Doctors Urge Patients to Receive Flu Vaccine
7.3% of American deaths were attributed to influenza and pneumonia last week, according to the CDC. Video by fox47news.comvideo
7.3 percent of American deaths have been attributed to influenza and pneumonia last week, according to the CDC.
Nationally, public health officials say some places are experiencing shortages in flu vaccines. Patients are having to wait on shipments to come in, but physicians are urging Americans to be persistent because the vaccine is still available.
According to the Centers for Disease Control and Prevention, the vaccine is 62 percent effective in preventing the flu, and it takes two weeks to work, so now is the time to get the shot.
Nearly 130 million doses have been distributed, and so far, at least 112 million have been used.
Hospitals around the country have seen spikes in flu-related admissions and deaths, compared to the last few years.
In this year's strain, the H3N2 is particularly nasty, making people sicker, longer.
Employers are doing whatever they can to keep their work force healthy, some even handing out masks and encouraging employees to wear them. Physicians caution everyone to wash their hands often, and to disinfect surfaces like computers and cell phones.

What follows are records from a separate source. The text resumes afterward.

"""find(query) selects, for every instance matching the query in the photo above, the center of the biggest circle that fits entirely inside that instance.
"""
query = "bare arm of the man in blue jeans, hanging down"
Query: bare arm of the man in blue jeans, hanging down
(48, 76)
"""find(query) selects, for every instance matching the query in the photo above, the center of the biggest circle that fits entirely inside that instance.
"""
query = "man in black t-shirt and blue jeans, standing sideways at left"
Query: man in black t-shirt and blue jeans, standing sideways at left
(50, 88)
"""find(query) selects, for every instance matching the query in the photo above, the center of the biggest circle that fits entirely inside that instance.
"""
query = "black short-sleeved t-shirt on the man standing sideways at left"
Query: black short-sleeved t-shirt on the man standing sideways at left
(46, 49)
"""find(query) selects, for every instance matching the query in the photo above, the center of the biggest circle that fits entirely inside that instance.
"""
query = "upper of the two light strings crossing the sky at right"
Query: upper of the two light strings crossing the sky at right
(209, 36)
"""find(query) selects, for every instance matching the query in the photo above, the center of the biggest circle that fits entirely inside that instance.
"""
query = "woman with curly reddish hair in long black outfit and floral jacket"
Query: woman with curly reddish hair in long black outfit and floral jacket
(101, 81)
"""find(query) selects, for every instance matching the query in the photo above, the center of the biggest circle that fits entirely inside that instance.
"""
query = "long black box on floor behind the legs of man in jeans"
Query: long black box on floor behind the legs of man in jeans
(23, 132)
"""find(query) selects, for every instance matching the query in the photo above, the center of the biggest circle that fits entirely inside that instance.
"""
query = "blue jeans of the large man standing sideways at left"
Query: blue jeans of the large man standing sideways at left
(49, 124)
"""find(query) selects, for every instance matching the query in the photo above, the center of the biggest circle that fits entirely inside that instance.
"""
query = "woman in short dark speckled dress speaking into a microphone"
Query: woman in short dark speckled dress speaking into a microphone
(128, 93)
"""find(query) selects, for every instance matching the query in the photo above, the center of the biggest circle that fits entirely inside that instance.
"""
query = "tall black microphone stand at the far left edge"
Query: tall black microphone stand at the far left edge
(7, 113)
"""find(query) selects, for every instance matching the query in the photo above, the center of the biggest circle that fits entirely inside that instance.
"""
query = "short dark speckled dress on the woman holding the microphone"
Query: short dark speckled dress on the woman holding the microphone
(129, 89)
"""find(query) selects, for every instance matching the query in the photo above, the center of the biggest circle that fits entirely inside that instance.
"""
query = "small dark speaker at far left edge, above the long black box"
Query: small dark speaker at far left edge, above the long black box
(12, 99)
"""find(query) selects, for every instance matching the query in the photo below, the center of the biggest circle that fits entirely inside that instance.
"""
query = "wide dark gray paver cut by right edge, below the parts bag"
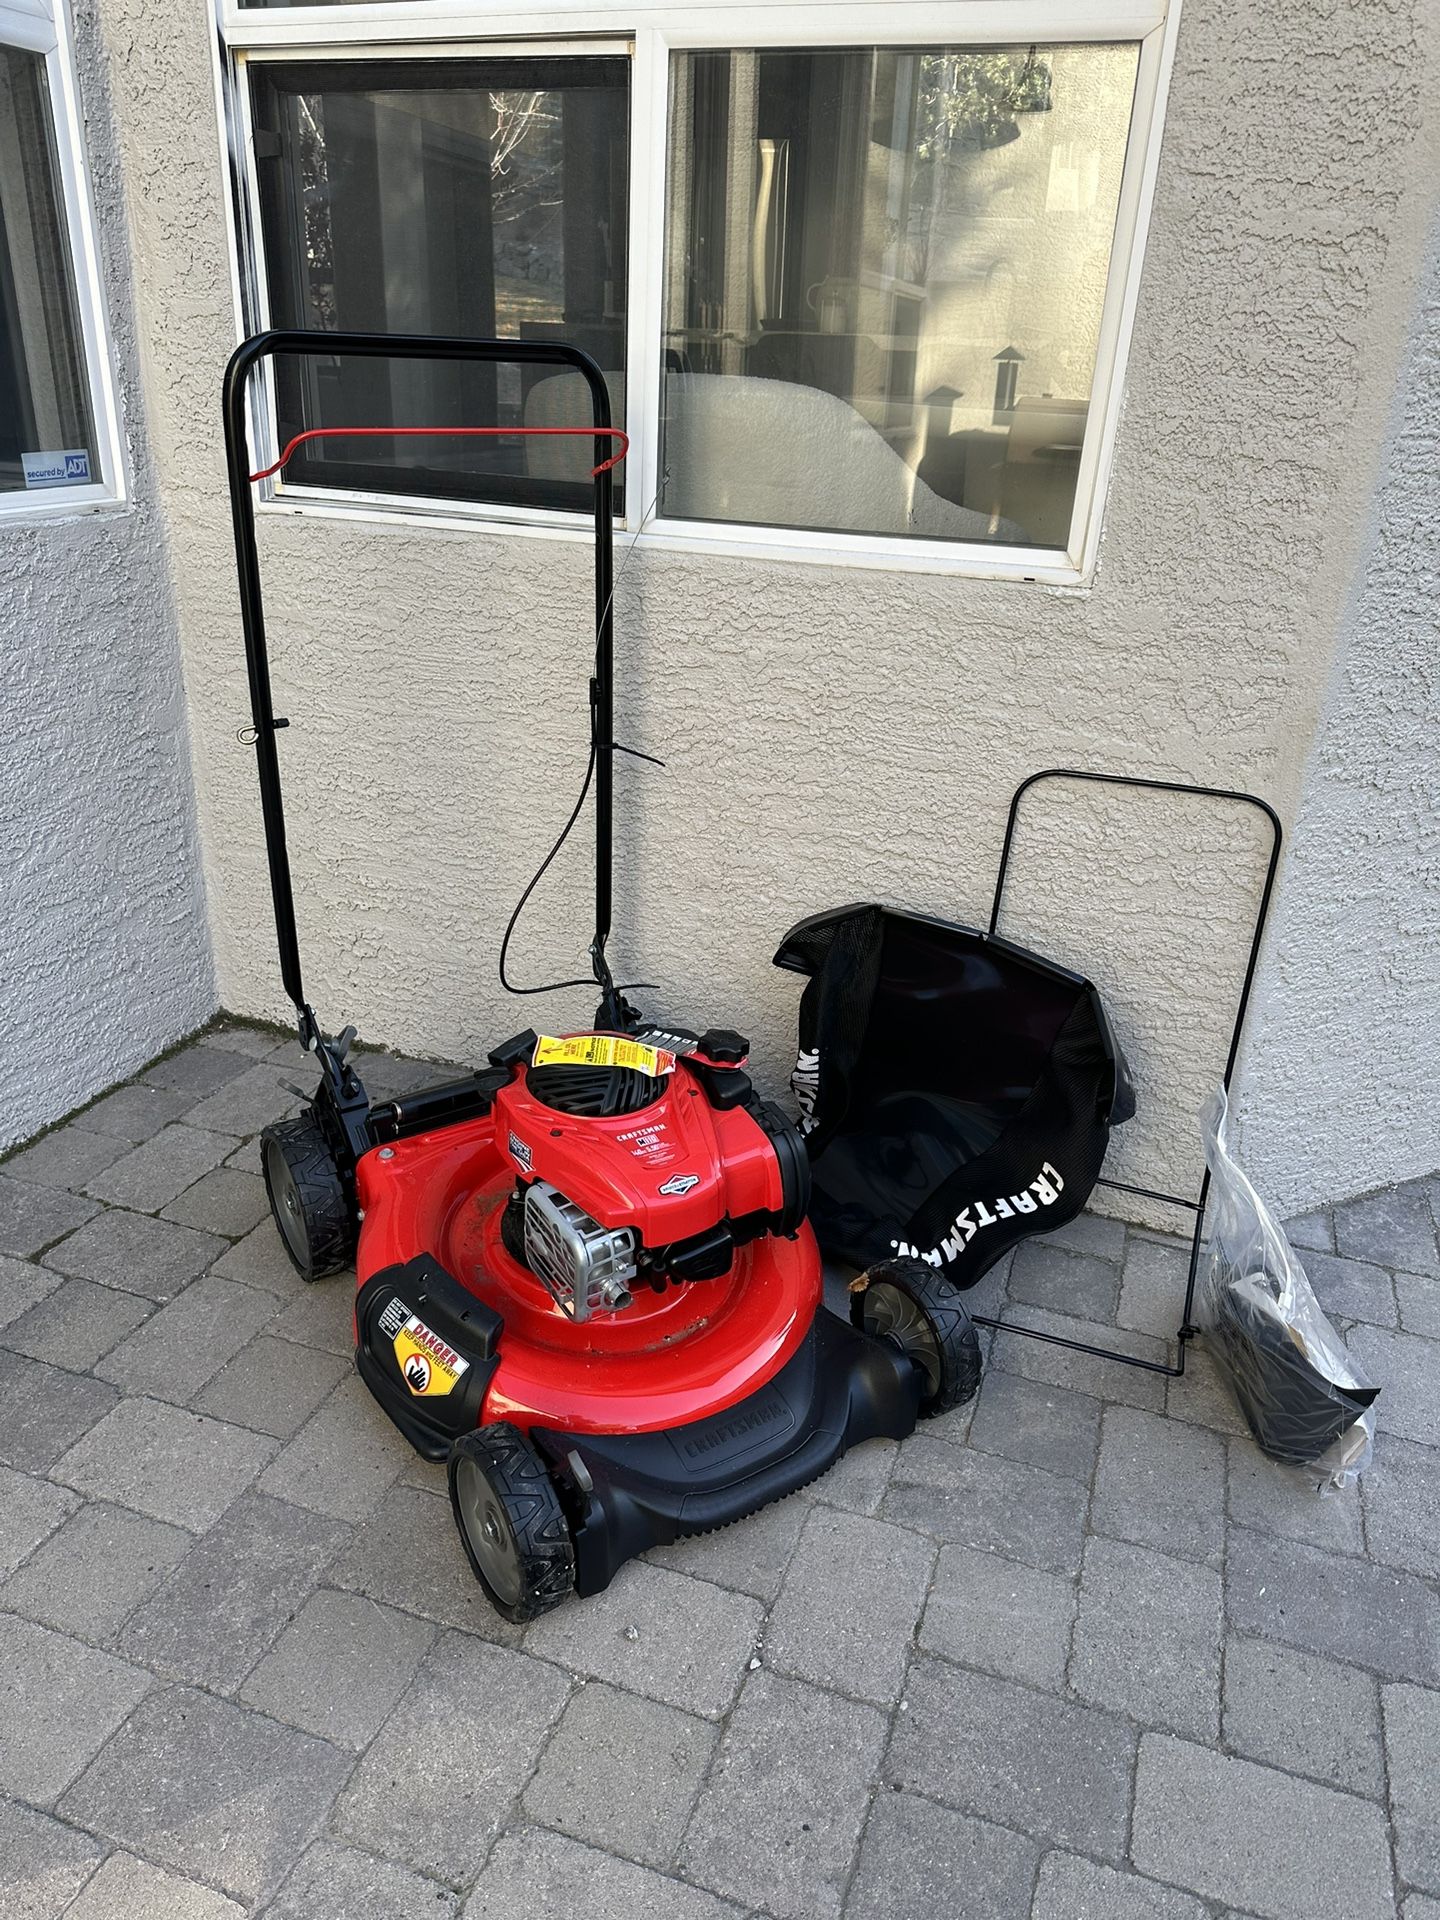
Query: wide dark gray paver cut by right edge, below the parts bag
(1326, 1604)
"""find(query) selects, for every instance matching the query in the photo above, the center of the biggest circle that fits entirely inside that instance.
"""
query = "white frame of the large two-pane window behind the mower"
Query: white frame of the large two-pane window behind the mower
(652, 34)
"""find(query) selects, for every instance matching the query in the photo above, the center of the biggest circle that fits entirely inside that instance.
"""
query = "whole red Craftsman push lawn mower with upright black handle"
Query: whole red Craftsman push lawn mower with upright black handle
(587, 1276)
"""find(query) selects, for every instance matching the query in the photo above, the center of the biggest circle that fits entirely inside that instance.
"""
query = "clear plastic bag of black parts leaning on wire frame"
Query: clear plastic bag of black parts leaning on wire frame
(1303, 1395)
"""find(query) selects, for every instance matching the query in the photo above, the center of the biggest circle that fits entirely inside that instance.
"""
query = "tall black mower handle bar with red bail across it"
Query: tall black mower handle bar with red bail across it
(314, 345)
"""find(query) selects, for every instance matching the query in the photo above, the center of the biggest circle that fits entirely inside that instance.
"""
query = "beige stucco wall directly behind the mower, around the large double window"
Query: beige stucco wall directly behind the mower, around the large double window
(836, 732)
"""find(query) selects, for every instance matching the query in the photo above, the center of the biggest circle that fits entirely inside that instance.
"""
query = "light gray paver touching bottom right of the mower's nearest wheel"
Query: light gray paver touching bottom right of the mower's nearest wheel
(698, 1669)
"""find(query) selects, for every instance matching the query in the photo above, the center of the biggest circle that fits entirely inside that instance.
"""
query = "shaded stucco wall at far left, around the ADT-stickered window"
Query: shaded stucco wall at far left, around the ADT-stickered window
(105, 953)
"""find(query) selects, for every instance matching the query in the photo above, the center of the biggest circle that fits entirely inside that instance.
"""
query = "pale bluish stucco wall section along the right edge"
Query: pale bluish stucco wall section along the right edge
(1347, 1032)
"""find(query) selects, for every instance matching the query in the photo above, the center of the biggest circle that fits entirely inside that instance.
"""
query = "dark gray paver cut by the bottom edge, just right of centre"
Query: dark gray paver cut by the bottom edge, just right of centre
(926, 1860)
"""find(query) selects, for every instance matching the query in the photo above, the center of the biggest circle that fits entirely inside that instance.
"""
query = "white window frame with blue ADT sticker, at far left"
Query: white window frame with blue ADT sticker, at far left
(45, 28)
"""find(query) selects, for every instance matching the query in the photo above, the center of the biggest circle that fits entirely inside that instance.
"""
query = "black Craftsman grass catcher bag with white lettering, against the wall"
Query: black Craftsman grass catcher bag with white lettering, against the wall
(957, 1092)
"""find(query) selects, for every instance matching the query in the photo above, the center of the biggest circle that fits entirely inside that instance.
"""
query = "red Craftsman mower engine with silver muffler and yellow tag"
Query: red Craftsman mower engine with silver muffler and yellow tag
(640, 1164)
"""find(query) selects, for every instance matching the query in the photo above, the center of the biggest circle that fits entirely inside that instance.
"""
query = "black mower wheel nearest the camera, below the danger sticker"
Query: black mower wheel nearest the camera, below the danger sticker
(512, 1522)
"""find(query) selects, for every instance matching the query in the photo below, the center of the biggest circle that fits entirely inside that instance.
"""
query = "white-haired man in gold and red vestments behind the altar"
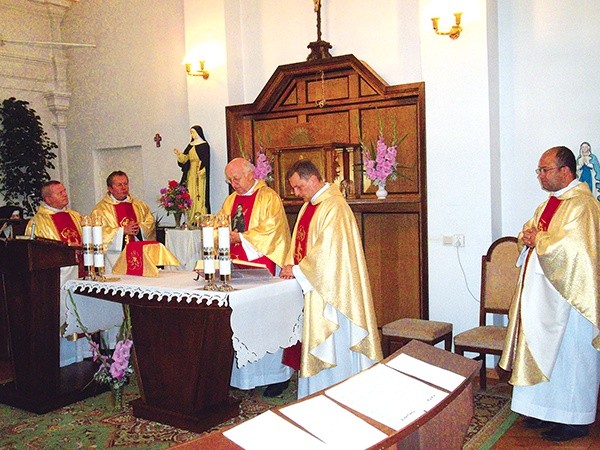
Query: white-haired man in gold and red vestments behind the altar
(262, 235)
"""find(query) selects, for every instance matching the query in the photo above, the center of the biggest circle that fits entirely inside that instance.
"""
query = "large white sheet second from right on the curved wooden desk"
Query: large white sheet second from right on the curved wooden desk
(387, 396)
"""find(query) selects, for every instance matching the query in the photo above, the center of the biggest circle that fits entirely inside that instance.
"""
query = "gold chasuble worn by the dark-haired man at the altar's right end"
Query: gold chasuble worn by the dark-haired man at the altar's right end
(334, 264)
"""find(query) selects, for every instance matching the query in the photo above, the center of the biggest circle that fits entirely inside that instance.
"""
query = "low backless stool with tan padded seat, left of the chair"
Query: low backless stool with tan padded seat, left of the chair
(401, 331)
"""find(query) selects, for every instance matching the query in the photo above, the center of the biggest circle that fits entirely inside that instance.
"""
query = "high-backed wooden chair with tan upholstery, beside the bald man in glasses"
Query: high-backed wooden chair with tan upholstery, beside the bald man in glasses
(499, 276)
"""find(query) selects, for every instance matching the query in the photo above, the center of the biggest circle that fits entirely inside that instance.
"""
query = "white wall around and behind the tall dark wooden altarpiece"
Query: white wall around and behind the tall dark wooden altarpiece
(522, 77)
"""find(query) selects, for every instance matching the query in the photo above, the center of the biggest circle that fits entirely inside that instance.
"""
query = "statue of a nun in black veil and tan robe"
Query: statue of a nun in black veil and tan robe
(195, 165)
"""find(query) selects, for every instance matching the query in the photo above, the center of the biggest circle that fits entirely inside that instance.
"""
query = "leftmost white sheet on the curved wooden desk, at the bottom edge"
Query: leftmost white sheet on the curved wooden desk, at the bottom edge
(271, 432)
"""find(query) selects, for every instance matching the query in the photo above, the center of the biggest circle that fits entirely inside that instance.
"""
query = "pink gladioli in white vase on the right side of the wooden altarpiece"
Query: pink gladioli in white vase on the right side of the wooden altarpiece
(379, 159)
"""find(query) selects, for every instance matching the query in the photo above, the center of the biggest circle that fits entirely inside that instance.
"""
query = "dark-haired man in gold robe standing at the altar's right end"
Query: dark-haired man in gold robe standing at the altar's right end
(339, 336)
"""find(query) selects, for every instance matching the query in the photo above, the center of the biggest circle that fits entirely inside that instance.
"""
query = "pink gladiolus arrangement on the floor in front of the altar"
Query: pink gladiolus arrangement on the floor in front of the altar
(114, 369)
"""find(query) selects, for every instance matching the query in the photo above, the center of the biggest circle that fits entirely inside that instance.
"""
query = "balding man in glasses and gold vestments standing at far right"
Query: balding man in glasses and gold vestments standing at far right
(552, 341)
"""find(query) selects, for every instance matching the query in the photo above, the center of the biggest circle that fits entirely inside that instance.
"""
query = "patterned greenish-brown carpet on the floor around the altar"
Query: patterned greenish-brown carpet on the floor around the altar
(93, 423)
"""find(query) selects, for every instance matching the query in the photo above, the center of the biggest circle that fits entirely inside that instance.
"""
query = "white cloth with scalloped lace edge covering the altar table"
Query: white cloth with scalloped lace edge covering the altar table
(266, 312)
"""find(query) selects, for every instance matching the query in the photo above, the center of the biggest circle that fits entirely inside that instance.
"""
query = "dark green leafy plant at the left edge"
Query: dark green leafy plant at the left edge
(25, 154)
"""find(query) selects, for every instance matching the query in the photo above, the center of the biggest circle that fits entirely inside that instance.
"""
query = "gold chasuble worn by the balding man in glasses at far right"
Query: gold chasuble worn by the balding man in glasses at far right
(566, 247)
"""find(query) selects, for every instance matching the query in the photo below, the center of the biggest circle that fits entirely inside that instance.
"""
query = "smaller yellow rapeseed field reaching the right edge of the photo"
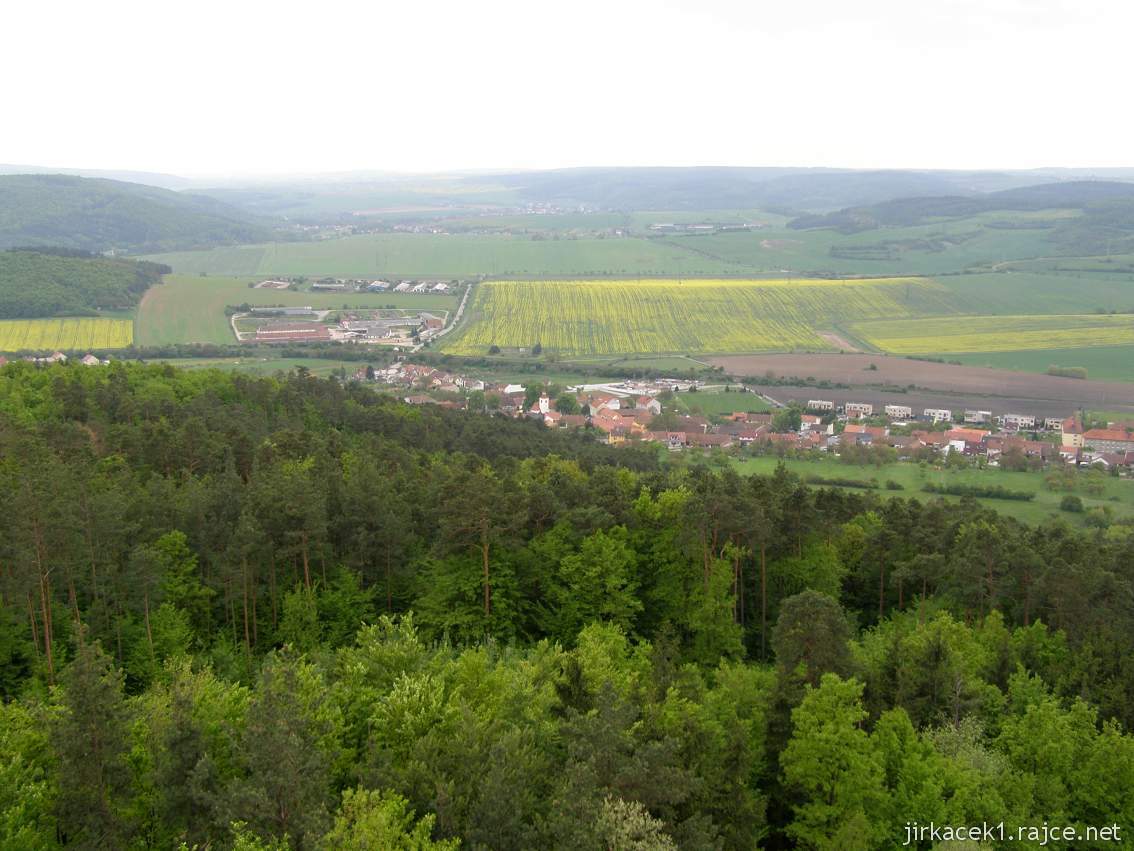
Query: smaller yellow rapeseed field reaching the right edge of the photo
(996, 334)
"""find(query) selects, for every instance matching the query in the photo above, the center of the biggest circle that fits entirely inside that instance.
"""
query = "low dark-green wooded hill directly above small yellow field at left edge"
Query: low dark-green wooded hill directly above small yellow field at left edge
(60, 282)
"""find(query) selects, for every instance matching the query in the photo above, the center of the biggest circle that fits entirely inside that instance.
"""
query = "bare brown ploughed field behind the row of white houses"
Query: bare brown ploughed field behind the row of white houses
(972, 383)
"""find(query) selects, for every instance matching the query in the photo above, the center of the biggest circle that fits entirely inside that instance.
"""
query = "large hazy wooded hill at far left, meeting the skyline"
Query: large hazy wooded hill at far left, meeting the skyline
(98, 215)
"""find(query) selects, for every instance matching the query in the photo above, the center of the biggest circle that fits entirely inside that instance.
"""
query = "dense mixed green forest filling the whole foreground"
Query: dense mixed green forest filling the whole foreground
(268, 613)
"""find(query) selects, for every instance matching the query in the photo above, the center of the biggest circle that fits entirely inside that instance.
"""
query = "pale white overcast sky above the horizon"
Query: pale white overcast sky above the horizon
(246, 87)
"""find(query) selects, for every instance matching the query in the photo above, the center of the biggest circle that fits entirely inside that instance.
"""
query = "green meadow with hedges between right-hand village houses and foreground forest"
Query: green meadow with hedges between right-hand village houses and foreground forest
(1119, 494)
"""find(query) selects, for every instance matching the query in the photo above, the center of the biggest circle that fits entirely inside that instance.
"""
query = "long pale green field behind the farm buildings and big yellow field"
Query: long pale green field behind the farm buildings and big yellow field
(451, 257)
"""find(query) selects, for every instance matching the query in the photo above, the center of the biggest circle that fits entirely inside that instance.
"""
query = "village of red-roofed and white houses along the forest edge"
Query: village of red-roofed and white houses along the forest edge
(644, 412)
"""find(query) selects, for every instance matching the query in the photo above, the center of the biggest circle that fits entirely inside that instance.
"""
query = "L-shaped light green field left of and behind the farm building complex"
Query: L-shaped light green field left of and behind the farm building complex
(191, 309)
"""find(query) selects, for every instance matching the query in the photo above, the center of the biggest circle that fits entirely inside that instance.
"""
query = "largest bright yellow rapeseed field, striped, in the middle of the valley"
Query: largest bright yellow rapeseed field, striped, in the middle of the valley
(649, 316)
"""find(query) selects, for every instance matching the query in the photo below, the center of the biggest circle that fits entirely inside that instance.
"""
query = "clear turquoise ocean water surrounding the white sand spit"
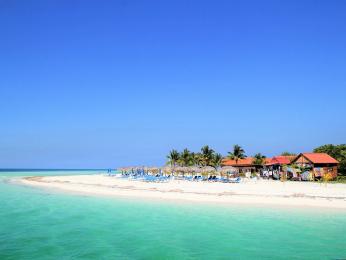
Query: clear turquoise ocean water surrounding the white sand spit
(42, 224)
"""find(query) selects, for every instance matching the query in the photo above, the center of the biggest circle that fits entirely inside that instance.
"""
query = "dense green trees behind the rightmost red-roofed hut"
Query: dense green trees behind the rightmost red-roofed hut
(336, 151)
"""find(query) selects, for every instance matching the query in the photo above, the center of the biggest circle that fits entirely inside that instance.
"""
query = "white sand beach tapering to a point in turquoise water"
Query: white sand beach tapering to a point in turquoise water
(303, 194)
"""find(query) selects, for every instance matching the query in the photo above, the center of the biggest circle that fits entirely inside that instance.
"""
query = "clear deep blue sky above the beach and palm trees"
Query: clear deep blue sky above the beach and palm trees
(100, 84)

The virus is easily spread on planes and trains, and common places like escalators, ATMs, and even the handle at the gas pump.
The flu is now widespread in 47 states, according the CDC. Mississippi, California, and Hawaii are the only states not seeing a widespread outbreak.
The vaccine is designed to not only help patients who get vaccinated. It also helps overall in the community because fewer people are contagious and spreading the virus.
Some hospitals are telling all workers they must get the flu shot, and some have even lost their jobs over refusing to do so.